By about 3:30 p.m., the legislature was wrapping up its business, including confirming Yolanda Stith, the wife of Mc Crory’s chief of staff, to the state industrial commission. Republicans complained that the protestors were disrupting a triumphal moment for a black woman. A few minutes later, the General Assembly adjourned for the year. Outside, the protestors were still at it, chanting, “Our house!” But as the special session proved, they don’t make the rules.

Inter arma enim silent leges
Draghinazzo (4 Score & 7 Years Ago) Relationship Status: I get a feeling so complicated...
#162968: Dec 16th 2016 at 6:22:01 PM

He already said he was planning on taking the kid gloves off and getting real after his Presidency. He did say he was planning on taking a small vacation before that though.

kkhohoho (4 Score & 7 Years Ago)
#162969: Dec 16th 2016 at 6:23:48 PM

[up][up][up]I honestly don't know what news article it was so I can't exactly source it, but Obama himself said that after a well deserved vacation in February, he would be carrying on the fight even after being out of office, so you can count on him staying the game.

[up]Also what he said.[nja]

edited 16th Dec '16 6:24:32 PM by kkhohoho

pwiegle Cape Malleum Majorem from Nowhere Special Since: Sep, 2015 Relationship Status: Singularity
Cape Malleum Majorem
#162970: Dec 16th 2016 at 6:29:39 PM

So far, Obama has done everything he could do legally, ethically, and by the book. But as the President (one who respects the office, democracy, and the rule of law), his hands were tied. However, once he goes back to being Private Citizen Obama, he'll have quite a bit more freedom to act.

This Space Intentionally Left Blank.
AlleyOop Since: Oct, 2010
#162971: Dec 16th 2016 at 6:31:21 PM

It's kinda funny how for all their anticommunist and anti-government rhetoric the GOP are shaping up to be the most similar to regimes like the CCP and the Soviets as well as Mobutu, Mugabe, and all their ilk.
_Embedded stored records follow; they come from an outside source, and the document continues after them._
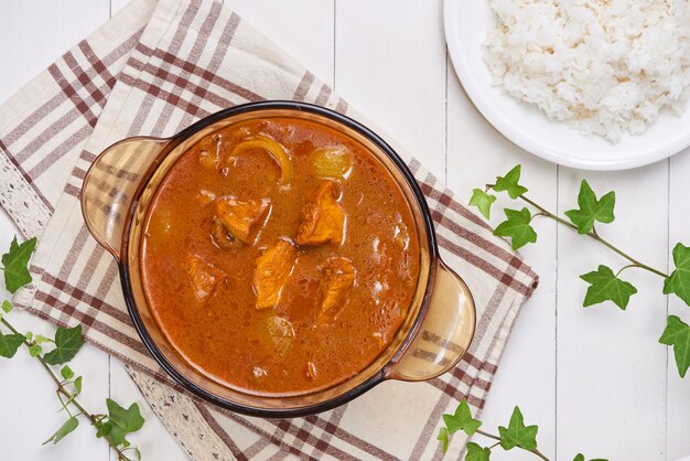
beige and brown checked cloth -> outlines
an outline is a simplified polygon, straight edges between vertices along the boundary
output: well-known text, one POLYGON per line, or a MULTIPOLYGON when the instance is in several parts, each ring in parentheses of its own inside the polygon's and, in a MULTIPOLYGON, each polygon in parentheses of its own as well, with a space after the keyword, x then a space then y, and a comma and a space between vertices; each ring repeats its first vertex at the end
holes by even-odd
MULTIPOLYGON (((217 110, 263 99, 315 103, 371 125, 211 0, 134 0, 52 64, 0 107, 0 203, 26 237, 40 236, 33 287, 17 302, 56 323, 80 322, 91 343, 127 364, 194 460, 440 459, 441 415, 463 396, 481 410, 537 277, 399 147, 427 195, 441 255, 465 278, 478 308, 474 342, 452 372, 428 383, 387 382, 316 416, 248 418, 181 392, 130 322, 116 264, 82 218, 78 195, 89 163, 119 139, 173 135, 217 110)), ((457 459, 464 442, 455 437, 449 459, 457 459)))

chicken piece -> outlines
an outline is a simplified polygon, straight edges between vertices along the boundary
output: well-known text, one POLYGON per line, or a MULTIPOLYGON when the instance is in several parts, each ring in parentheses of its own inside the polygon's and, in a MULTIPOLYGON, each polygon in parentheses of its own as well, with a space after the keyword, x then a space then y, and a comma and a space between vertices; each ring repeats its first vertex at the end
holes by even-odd
POLYGON ((257 258, 254 271, 254 290, 257 309, 278 304, 283 287, 298 261, 298 249, 292 242, 279 239, 257 258))
POLYGON ((338 186, 333 181, 321 183, 314 200, 302 210, 302 223, 298 230, 297 243, 300 246, 321 245, 343 242, 345 212, 337 203, 338 186))
POLYGON ((185 269, 192 280, 194 294, 201 302, 206 301, 218 287, 218 283, 227 278, 227 275, 223 270, 194 255, 190 255, 187 258, 185 269))
POLYGON ((323 279, 319 285, 321 310, 319 323, 328 323, 347 303, 347 297, 355 286, 355 267, 347 258, 331 258, 321 268, 323 279))
POLYGON ((256 230, 266 221, 270 206, 271 202, 268 199, 244 202, 224 196, 216 200, 216 216, 235 238, 251 245, 257 236, 256 230))

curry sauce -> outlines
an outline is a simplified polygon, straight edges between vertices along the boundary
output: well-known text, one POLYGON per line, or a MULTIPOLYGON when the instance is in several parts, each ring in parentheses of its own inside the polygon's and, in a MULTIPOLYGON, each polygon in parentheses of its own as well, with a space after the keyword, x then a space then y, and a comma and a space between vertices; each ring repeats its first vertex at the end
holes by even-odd
POLYGON ((144 292, 209 377, 300 393, 364 369, 414 296, 420 248, 391 174, 315 122, 251 120, 188 149, 149 208, 144 292))

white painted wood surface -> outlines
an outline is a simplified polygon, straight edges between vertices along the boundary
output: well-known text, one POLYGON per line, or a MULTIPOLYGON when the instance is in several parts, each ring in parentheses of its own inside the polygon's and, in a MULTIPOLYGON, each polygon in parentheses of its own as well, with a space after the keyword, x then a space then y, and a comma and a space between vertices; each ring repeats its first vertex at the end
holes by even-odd
MULTIPOLYGON (((581 178, 597 192, 615 189, 617 221, 601 232, 640 259, 669 265, 670 248, 690 243, 687 197, 690 154, 621 173, 557 168, 516 148, 467 100, 450 64, 441 0, 226 0, 334 85, 359 111, 399 139, 462 197, 515 163, 530 195, 560 213, 573 207, 581 178)), ((123 0, 0 1, 0 100, 96 29, 123 0)), ((496 224, 502 216, 495 213, 496 224)), ((519 405, 539 424, 539 447, 551 459, 579 451, 611 460, 672 460, 690 454, 690 378, 678 377, 670 350, 657 339, 667 311, 689 318, 679 300, 660 294, 659 279, 627 276, 640 289, 626 312, 582 309, 578 275, 622 261, 553 223, 537 223, 538 245, 524 255, 541 276, 500 363, 484 411, 487 428, 506 424, 519 405)), ((0 247, 15 229, 0 214, 0 247)), ((4 293, 3 293, 4 294, 4 293)), ((35 318, 12 314, 23 329, 51 332, 35 318)), ((107 446, 82 425, 58 446, 41 447, 62 415, 44 372, 25 353, 0 361, 0 446, 8 460, 111 460, 107 446)), ((123 368, 91 346, 74 361, 85 376, 84 400, 104 408, 110 395, 143 398, 123 368)), ((149 460, 185 455, 152 412, 132 437, 149 460)), ((497 450, 494 459, 531 460, 497 450)))

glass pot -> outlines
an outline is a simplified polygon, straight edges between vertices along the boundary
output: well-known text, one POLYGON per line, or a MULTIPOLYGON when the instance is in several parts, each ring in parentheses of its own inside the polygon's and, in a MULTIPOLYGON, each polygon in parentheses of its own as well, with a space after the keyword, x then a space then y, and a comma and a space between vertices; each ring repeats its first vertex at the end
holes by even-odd
POLYGON ((412 173, 398 154, 359 122, 323 107, 263 101, 222 110, 171 138, 136 137, 106 149, 93 163, 82 189, 82 212, 96 240, 115 256, 132 322, 147 349, 180 385, 233 411, 261 417, 294 417, 342 405, 386 379, 419 382, 457 364, 475 329, 467 286, 440 258, 431 214, 412 173), (249 119, 289 117, 335 129, 366 147, 392 174, 414 217, 420 274, 407 317, 391 343, 366 368, 328 388, 301 394, 259 394, 211 379, 169 343, 144 294, 140 255, 151 201, 175 161, 205 136, 249 119))

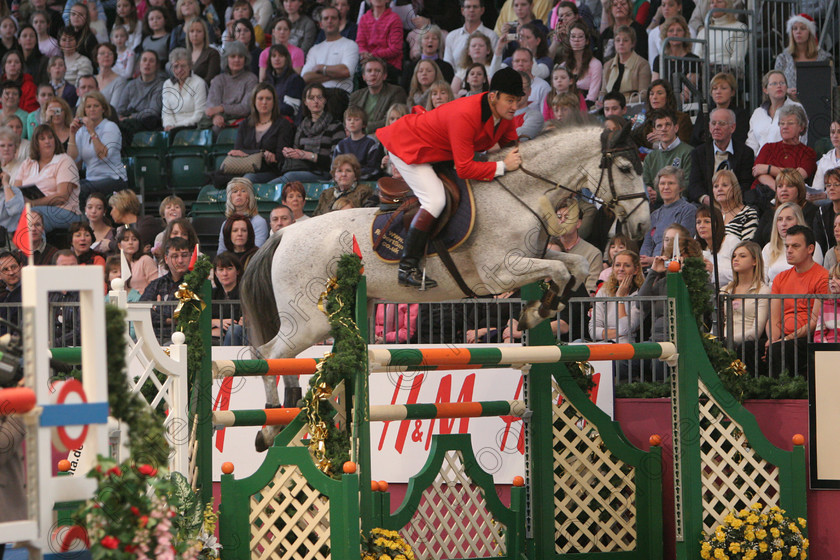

RabidTanker God-Mayor of Sim-Kind Since: May, 2014 Relationship Status: TV Tropes ruined my love life
God-Mayor of Sim-Kind
#162972: Dec 16th 2016 at 6:37:24 PM

So what's up with the "GOP is evil" hype?

Answer no master, never the slave Carry your dreams down into the grave Every heart, like every soul, equal to break
Gilphon (4 Score & 7 Years Ago)
#162973: Dec 16th 2016 at 6:40:15 PM

Well, the most recent reason is that they just wrote some unprecedented legislation to strip power from the incoming Democratic governor in NC.

But the most important reason that's on everyone's mind is that they made an egotistical fascist president.

Draghinazzo (4 Score & 7 Years Ago) Relationship Status: I get a feeling so complicated...
#162974: Dec 16th 2016 at 6:40:50 PM

They don't seem to care in the slightest about the fact that the Russians interfered in the election, and seem perfectly willing to be complicit with Trump in spite of the fact that he's looking to be Putin's stooge for his entire presidency.

Like if the situation was flipped the GOP would be throwing an enormous hissy fit, as opposed to the democrats who are respecting the law and trying to be the adults in the room.

I mean there's realpolitik and then there's this.

edited 16th Dec '16 6:41:47 PM by Draghinazzo

RBluefish Since: Nov, 2013
#162975: Dec 16th 2016 at 6:41:41 PM

Don't forget the white supremacy, rampant corruption, and complete indifference towards things like climate change.

"We'll take the next chance, and the next, until we win, or the chances are spent."